Heavy taxation weighing down mobile services
26 July 2019
Heavy taxation on mobile services by governments in sub-Saharan Africa is weighing down the providers, with industry captains citing the action among factors likely to undermine its gains.
Mobile financial services operators are directly or indirectly taxed up to 66 per cent of revenues, which coupled with high spectrum fees in some markets, ends up hurting operations.
Now Akinwale Goodluck, GSMA’s head of sub-Saharan Africa, is asking governments to use technology to come up with a broad-based tax that is friendly to the industry.
He said mobile services are subject to different layers of taxes, ending up with “sin tax” like cigarettes, alcohol and other goods in that category.
The 2019 GSMA Mobile Economy Report says the mobile ecosystem across sub-Saharan Africa generated almost $150 billion in economic value in 2018 — equivalent to 8.6 per cent of the region’s GDP — and is forecast to generate almost $185 billion (9.1 per cent of GDP) by 2023.

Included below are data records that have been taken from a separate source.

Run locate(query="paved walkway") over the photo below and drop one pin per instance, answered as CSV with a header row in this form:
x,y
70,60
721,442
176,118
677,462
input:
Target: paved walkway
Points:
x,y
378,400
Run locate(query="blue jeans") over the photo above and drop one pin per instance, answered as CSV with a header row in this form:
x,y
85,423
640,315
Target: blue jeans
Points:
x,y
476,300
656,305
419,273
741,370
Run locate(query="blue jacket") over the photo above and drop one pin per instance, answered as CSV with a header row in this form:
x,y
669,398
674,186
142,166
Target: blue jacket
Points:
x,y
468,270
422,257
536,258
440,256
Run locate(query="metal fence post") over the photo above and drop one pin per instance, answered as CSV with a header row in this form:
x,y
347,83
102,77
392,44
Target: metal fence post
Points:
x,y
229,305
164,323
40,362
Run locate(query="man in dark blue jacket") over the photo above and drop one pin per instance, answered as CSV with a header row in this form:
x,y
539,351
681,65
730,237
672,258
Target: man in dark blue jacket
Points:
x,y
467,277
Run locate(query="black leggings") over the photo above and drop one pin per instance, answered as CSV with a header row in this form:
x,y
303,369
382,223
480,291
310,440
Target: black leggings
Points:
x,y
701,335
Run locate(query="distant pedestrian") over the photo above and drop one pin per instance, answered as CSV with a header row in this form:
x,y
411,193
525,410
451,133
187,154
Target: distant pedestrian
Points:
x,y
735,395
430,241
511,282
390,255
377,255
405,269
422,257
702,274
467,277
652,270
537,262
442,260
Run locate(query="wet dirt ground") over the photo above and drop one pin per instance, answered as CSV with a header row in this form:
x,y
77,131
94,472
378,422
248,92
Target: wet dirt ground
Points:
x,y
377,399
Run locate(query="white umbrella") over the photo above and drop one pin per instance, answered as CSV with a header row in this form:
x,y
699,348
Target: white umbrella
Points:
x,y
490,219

The report notes that the SSA will remain the world’s fastest-growing mobile region over the coming years, as millions of young African consumers become mobile users, with more than 160 million unique subscribers—those with multiple mobile connections—expected by 2025. This will bring the total to 623 million, representing around half of the region’s population, up from 456 million in 2018.